I grouped the raw predictions, values between 0 and 1, from the sentiment analysis by date and took their means. I then decided to replace Monday's mean value with the mean of Saturday, Sunday, and Monday's mean sentiment values because the stock market is closed on weekends and I didnt want to leave out any new sentiment progressions that formed over the weekend, and it seemed msot appropriate to group them with Monday. I gathered the stock information from Yahoo Finance using the quantmod library.
```{r, message = FALSE, include=FALSE}
testing$prob <- prob
colnames(testing)[3] <- "created"
testing$created <- as_date(mdy_hm(testing$created))
testing <- testing %>%
group_by(created)%>%
summarize(score = mean(prob))%>%
mutate(dow = weekdays(created))
monday <- testing %>%
filter(dow == "Monday" |dow == "Saturday" | dow == "Sunday" )
testing[6, ]$score <- mean(monday$score)
testing <- testing %>%
filter(dow != "Saturday" & dow != "Sunday")
```
The linear model appears to have a positive slope, but unfortunatley it only have a p-value of approximatley 0.20 which isnt below the significance threshold of 0.05, so I cannot make any conclusions. Heres a look at the data frame and plot:
```{r, echo=FALSE, message = FALSE, warning=FALSE}
getSymbols("MSFT", from = "2020-08-12", to = "2020-08-19")
MSFT <- as.data.frame(MSFT)
MSFT <- MSFT %>%
mutate(diff = MSFT.Close - MSFT.Open)
linear_model_df <- data.frame(cbind(as.character(testing$created), testing$score, MSFT$diff))
linear_model_df <- linear_model_df %>%
mutate(X2 = as.numeric(X2)) %>%
mutate(X3 = as.numeric(X3))
colnames(linear_model_df) <- c("Date", "Score", "Diff")
linear_model_df
```
```{r, echo = FALSE}
ggplot(data = linear_model_df, mapping = aes(x = Score, y = Diff))+
geom_point(aes(color = Date))+
geom_smooth(method = "lm", formula = y ~ x, se = FALSE)+
xlab("Mean Daily Sentiment Score")+
ylab("Closing minus Opening Price (USD)")+
ggtitle("Mean Daily Sentiment Score vs. Closing minus Opening Price (USD)")+
scale_color_discrete(name = "Day of Week", labels = c("Wednesday", "Thursday", "Friday", "Weekend + Monday", "Tuesday"))
```
```{r, include= FALSE}
linear_model <- linear_model_df %>%
lm(Diff ~ Score, data = .)
summary(linear_model)
```
# Conclusion
The overall project was a success. I was able to construct a sentiment analysis for tweets which in turn has a significant linear relationship betweem the corresponding stocks closing minus opening prices for the day.
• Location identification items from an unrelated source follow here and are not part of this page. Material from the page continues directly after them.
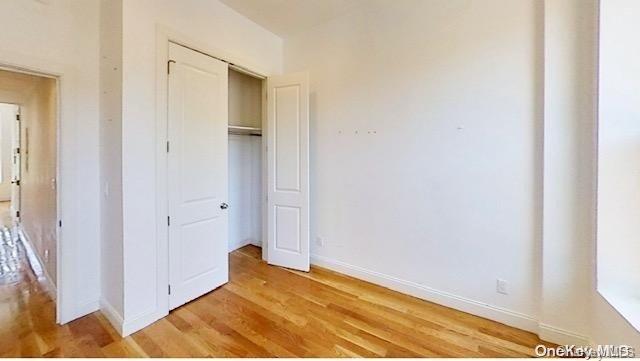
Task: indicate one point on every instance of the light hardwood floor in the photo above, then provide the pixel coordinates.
(5, 214)
(264, 311)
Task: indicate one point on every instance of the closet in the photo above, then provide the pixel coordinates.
(224, 190)
(246, 96)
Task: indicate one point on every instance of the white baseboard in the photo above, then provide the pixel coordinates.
(495, 313)
(560, 336)
(112, 315)
(241, 244)
(256, 243)
(126, 328)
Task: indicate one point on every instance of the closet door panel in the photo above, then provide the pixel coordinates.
(197, 178)
(288, 171)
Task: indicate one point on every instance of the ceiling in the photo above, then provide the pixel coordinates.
(286, 18)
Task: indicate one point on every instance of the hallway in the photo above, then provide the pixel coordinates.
(263, 311)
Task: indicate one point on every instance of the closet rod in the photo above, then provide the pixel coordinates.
(231, 65)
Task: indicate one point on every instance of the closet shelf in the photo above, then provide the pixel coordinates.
(237, 129)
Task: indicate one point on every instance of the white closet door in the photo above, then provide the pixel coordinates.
(197, 164)
(288, 171)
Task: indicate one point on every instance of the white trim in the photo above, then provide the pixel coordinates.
(241, 244)
(111, 314)
(31, 252)
(86, 308)
(477, 308)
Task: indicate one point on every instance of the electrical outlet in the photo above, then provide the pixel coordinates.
(502, 286)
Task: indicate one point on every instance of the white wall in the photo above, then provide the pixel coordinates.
(245, 190)
(425, 148)
(7, 119)
(112, 296)
(61, 37)
(619, 145)
(212, 26)
(568, 209)
(618, 174)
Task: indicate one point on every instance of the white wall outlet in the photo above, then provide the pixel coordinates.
(502, 286)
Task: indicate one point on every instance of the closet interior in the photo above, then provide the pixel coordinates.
(245, 159)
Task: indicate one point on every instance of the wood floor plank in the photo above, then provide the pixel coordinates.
(264, 311)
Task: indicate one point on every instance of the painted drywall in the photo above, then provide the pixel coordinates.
(61, 37)
(214, 28)
(111, 158)
(245, 190)
(7, 120)
(618, 177)
(245, 100)
(569, 164)
(619, 145)
(425, 148)
(38, 163)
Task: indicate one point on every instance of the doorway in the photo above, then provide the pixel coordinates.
(29, 176)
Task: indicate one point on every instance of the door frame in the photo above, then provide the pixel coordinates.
(164, 36)
(62, 293)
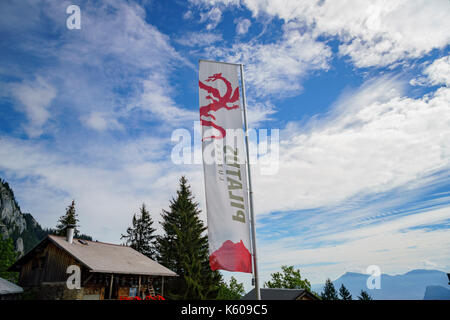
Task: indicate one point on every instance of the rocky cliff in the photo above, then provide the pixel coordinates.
(21, 227)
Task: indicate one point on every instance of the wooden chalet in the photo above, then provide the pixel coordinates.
(108, 271)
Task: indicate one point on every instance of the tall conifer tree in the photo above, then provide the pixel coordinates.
(141, 235)
(69, 219)
(344, 293)
(329, 291)
(184, 249)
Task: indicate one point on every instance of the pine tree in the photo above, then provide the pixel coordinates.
(141, 236)
(7, 257)
(344, 293)
(329, 292)
(184, 249)
(69, 219)
(290, 278)
(364, 296)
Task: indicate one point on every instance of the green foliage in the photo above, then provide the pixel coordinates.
(7, 257)
(364, 296)
(344, 293)
(233, 291)
(288, 279)
(141, 236)
(69, 219)
(329, 291)
(184, 249)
The sentiment analysis had an accuracy of roughly 76% and the linear model between all predictions and closing minus opening prices was found to have a signiificant p-value of roughly 0.03.
# Reflection
Unfortunatley I faced a very burdensome barrier of not being able to scrape as many tweets as I'd like. I have the code/ infrastructure to scale up the model if I get the resouces to scrape more tweets. Some other draw backs of my model are its susceptible to biases; I manually categorized thousands of tweets over several days and my mood wasnt constant, so its possible that some companies or topics has biases for/against them. I also have personal biases that also may play a role in my sentiment identification.
On the bright side, it seems like the sentiment analysis worked pretty well with an accuracy well above 50%. Additionally the linear model has a very promising significant level of 0.03. It would be interesting to see more results if this project gets the opportunity to be scaled up.